Jul 3

Courtney says:

I constantly censor what I write on my blog. I guess I was always taught (by being shown) to care what others thought. I was taught to behave and be respectable and respectful. I worked at a Christian school where I was taught to be a role model, how to dress and act, and how to speak. Despite all of this, I was also taught to think for myself and make my own decisions. My parents’ number one goal in raising me, I believe, was to teach me how to think for myself. I believe they succeeded.

I had left her a brief comment, but expanding upon that comment has been bubbling through my brain for hours.

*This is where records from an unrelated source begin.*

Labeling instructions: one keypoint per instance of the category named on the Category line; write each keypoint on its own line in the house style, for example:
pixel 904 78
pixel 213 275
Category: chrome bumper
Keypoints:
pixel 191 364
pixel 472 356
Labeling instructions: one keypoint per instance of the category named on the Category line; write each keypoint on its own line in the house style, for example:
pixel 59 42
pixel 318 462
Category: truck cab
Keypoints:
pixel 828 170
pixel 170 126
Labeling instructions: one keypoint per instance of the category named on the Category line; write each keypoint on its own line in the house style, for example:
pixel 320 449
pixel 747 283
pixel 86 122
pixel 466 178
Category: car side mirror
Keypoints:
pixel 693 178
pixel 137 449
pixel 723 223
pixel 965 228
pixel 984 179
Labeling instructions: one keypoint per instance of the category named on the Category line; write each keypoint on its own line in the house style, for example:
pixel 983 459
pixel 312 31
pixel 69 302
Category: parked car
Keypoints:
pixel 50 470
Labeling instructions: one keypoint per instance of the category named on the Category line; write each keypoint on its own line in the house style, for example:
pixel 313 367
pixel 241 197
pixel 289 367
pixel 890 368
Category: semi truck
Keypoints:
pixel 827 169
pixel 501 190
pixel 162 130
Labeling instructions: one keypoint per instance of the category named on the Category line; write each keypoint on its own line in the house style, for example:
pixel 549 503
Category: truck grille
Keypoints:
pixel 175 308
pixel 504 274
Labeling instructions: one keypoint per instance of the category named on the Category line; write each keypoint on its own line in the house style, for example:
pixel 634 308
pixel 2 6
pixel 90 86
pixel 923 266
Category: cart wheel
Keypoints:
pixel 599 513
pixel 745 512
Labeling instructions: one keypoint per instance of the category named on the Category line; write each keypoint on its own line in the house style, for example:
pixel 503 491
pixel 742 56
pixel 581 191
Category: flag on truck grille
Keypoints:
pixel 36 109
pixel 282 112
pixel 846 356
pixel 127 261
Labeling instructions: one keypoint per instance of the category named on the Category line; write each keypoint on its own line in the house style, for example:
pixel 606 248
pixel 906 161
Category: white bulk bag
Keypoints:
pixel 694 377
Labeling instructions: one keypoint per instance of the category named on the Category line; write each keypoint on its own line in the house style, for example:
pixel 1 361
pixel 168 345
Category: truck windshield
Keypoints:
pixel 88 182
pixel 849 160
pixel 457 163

Being considerate of who is reading your blog is not necessarily a BAD thing, per se. When I write entries, I have a general idea of who I’m writing to, and why. That consideration is what gives me focus when I’m writing; without it, this blog would quickly denigrate into a whining “why me” fest of epic proportions. Nobody wants to listen to me whine, I don’t particularly enjoy BEING whiny, and getting un-slumped is not easily done. It really is best for me to just not.go.there. CARING about what you’ve written is not a bad thing when you remember that Google Is Forever.

In my comment on her blog, I mentioned that I take advantage of the “save as draft” option constantly. It is an opportunity for me to get it all out, then sit back and consider what I wrote. The Letter to my Teenaged Daughter would read VERY differently had I posted the original “temper tantrum”. To say that I was incredibly pissed when I wrote that would be an understatement, but spewing profanities would not only detract from the actual message, it would probably have a close friend or two concerned enough to warrant a visit, a phone call, what-have-you.

She also says:

Why is it so unbearably hard for me to be myself all of the time? Especially with my blog posts.

With the above thoughts in mind, I’d like to make the argument that you ARE being yourself, Courtney. As am I. Adjusting your message to fit the audience in mind is not a bad thing. You wouldn’t talk to me the same way you would a toddler, nor is it the same way you’d address your husband, or my Teenaged Daughter.